Il suono corposo e penetrante dell’aulos accompagna invece attività che richiedono sforzi intensi e ripetuti, per le quali l’uomo moderno si aspetterebbe probabilmente l’uso delle percussioni. È significativo che esso sia impiegato non soltanto in occasione di sforzi collettivi, che impongono il lavoro coordinato di grandi gruppi di lavoratori (la costruzione delle mura d’una città, il varo d’una nave o i ritmi massacranti dei rematori sulle navi da guerra), ma anche per accompagnare sforzi individuali come quelli degli atleti, sia in allenamento sia in gara. Ciò deve far riflettere sulla reale forza del suono auletico e sulle sue capacità psicagogiche, ben maggiori di quelle dei cordofoni.
Anche i ceti più elevati hanno la loro musica privata. La capacità di suonare uno strumento è considerata fin dall’epoca arcaica segno distintivo della buona educazione aristocratica: sanno suonare la cetra tanto Achille quanto Paride. Tuttavia non sembra appartenere al mondo greco l’idea di una fruizione solipsistica della musica, in cui l’esecutore suona solo per sé: persino nella celebre scena omerica del nono libro dell’Iliade (vv. 186-193) in cui Achille canta versi epici accompagnandosi con la phorminx per alleviare la sua rabbia dopo il litigio con Agamennone, ad ascoltare l’eroe c’è il fido Patroclo. Anche la dimensione privata del far musica, quindi, presuppone sempre un pubblico, sia pure ristretto. Teatro della performance del poeta-compositore aristocratico è abitualmente il simposio, in cui vengono eseguiti canti in forma strofica (le strofe brevi della cosiddetta lirica monodica) sia da un singolo commensale, sia da tutti a turno (i cosiddetti skolia).
Il poeta-compositore ha sempre presenti gli ideali di vita e i progetti politici del gruppo cui appartiene – la hetairia: si pensi ai celebri canti politici di Alceo –, mentre le comunità femminili (thiasoi) utilizzano forme molto simili, ma per scopi cultuali – emblematico il caso di Saffo. L’ideale arcaico del poeta-musicista, che padroneggia il suo strumento a livello non specialistico e non virtuosistico e che con la sua musica cementa il legame identitario tra i membri della comunità, è destinato però a tramontare con la supremazia dei regimi democratici nel V secolo a.C. La musica per le feste private viene sempre più demandata a musicisti d’estrazione servile e i papiri di età ellenistica restituiscono esempi di contratti in cui l’ingaggio di suonatori e danzatori viene affidato a intermediari.
Il contesto delle operazioni militari è forse quello in cui più si misura la distanza tra l’esperienza musicale degli antichi Greci e la nostra, spesso legata all’idea di un esercito che marcia al ritmo delle percussioni: idea estranea all’orizzonte sonoro ellenico, che invece associa il suono dei membranofoni a contesti quali i riti per Cibele o per Dioniso.
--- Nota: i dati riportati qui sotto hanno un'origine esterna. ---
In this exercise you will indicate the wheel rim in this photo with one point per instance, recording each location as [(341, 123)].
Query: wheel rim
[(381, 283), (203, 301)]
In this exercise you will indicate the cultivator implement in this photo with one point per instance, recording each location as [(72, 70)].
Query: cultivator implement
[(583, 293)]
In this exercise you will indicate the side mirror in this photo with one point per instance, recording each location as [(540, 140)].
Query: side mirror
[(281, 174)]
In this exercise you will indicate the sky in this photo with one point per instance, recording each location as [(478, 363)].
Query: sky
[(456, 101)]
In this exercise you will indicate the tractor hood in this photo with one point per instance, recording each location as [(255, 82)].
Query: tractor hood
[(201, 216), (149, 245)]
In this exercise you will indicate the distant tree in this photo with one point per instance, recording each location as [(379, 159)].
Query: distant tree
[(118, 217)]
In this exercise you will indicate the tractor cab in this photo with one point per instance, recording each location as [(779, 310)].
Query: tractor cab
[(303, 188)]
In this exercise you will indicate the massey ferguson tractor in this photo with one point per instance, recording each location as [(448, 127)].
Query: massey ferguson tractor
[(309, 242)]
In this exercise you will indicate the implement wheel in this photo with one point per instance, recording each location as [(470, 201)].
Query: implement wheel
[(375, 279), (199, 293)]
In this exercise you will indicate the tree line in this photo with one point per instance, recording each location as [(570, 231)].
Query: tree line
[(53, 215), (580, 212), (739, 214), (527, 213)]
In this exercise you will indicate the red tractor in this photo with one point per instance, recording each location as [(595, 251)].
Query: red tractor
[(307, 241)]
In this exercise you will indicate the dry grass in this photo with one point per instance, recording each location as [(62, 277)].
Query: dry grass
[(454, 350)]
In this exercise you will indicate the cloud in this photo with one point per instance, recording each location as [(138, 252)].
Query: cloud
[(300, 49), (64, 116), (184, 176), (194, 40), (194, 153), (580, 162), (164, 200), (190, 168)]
È l’aulos a dare il ritmo ai soldati in marcia, come ai rematori, almeno fino all’età classica (Tucidide, La guerra del Peloponneso, 5, 70). Con l’ampliamento dei ranghi dell’esercito sotto Alessandro Magno, i vari ordini sono impartiti con le trombe (salpinges), impiegate di norma all’unisono per eseguire differenti formule melodiche e ritmiche.
D’altra parte, la pratica musicale in contesti militari appare complessivamente liminare rispetto al concetto greco di mousike. Sia la lingua greca sia la latina associano quasi invariabilmente al suono della tromba non l’idea del “suonare” o della “melodia”, bensì quella del “comunicare” o “dire” (lat. dicere, gr. semainein), segno che i frammenti melodici eseguiti con la salpinx avevano una funzione più pratica che espressiva.